The second concerns the high degree of heterogeneity observed in the results despite the subgroup analyses. From a methodological viewpoint, the different questionnaires used and the subjective nature of the responses are a significant source of variability. In addition, sample size and working conditions (department, specialty, etc.) are parameters that can influence the measurement of prevalence. More in-depth subgroup analyses considering several criteria could refine the results presented.
A third limitation concerns the number of studies included in the subgroup analyses. With regard to overall prevalence and prevalence by body area, all of the studies included provide exhaustive data. However, demographic, socioeconomic, and psychological data for the sample are not always detailed, which limits the subgroup analyses.

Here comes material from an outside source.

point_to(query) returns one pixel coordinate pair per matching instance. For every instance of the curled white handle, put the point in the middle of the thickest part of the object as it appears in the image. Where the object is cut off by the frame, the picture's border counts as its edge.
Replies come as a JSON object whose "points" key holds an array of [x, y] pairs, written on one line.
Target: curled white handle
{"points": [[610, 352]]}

The last one relates to the methodological criteria for selecting and including studies in the meta-analysis. Restricting the research to original peer-reviewed studies written exclusively in English may have led to the omission of some studies that could have been relevant in assessing the prevalence of WMSDs among nurses in Africa.
5. Conclusions
WMSDs are common among African nurses, particularly in the lower back, neck, shoulders, knees, and ankles. Demographic, economic, and quality-of-life indicators have an impact on the prevalence of WMSDs. The nurse-to-bed ratio should be viewed with caution, as it may be skewed in Africa. Few countries (Libya and South Africa) have sufficient nursing staff, and all have far fewer beds than the world average, which artificially increases the value of this ratio. In addition, a country with a high HDI may have poor working conditions, leading to an increase in WMSDs. Future work could examine the effect of the nurse-to-bed ratio by considering the resources of a facility and conducting more in-depth analyses by subgroup, particularly by specialty. The ongoing development of ergonomic programs and organizational work strategies remains a major challenge for improving the well-being and safety at work of African nurses.